Jinhyuk Lee, Mujeen Sung, Jaewoo Kang, Danqi Chen
Open-domain question answering can be reformulated as a phrase retrieval problem, without the need for processing documents on-demand during inference (Seo et al., 2019). However, current phrase retrieval models heavily depend on sparse representations and still underperform retriever-reader approaches. In this work, we show for the first time that we can learn dense representations of phrases alone that achieve much stronger performance in open-domain QA. We present an effective method to learn phrase representations from the supervision of reading comprehension tasks, coupled with novel negative sampling methods. We also propose a query-side fine-tuning strategy, which can support transfer learning and reduce the discrepancy between training and inference. On five popular open-domain QA datasets, our model DensePhrases improves over previous phrase retrieval models by 15%-25% absolute accuracy and matches the performance of state-of-the-art retriever-reader models. Our model is easy to parallelize due to pure dense representations and processes more than 10 questions per second on CPUs. Finally, we directly use our pre-indexed dense phrase representations for two slot filling tasks, showing the promise of utilizing DensePhrases as a dense knowledge base for downstream tasks.

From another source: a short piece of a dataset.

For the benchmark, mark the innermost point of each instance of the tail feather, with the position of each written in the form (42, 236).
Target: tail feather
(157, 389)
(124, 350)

| Task | Dataset | Metric | Value | Model |
|---|---|---|---|---|
| Question Answering | SQuAD1.1 dev | EM | 78.3 | DensePhrases |
| Question Answering | SQuAD1.1 dev | F1 | 86.3 | DensePhrases |
| Question Answering | Natural Questions (long) | EM | 71.9 | DensePhrases |
| Question Answering | Natural Questions (long) | F1 | 79.6 | DensePhrases |
| Slot Filling | KILT: T-REx | Accuracy | 53.9 | DensePhrases |
| Slot Filling | KILT: T-REx | F1 | 61.74 | DensePhrases |
| Slot Filling | KILT: T-REx | KILT-AC | 27.84 | DensePhrases |
| Slot Filling | KILT: T-REx | KILT-F1 | 32.34 | DensePhrases |
| Slot Filling | KILT: T-REx | R-Prec | 37.62 | DensePhrases |
| Slot Filling | KILT: T-REx | Recall@5 | 40.07 | DensePhrases |
| Slot Filling | KILT: Zero Shot RE | Accuracy | 47.42 | DensePhrases |
| Slot Filling | KILT: Zero Shot RE | F1 | 54.75 | DensePhrases |
| Slot Filling | KILT: Zero Shot RE | KILT-AC | 41.34 | DensePhrases |
| Slot Filling | KILT: Zero Shot RE | KILT-F1 | 46.79 | DensePhrases |
| Slot Filling | KILT: Zero Shot RE | R-Prec | 57.43 | DensePhrases |
| Slot Filling | KILT: Zero Shot RE | Recall@5 | 60.47 | DensePhrases |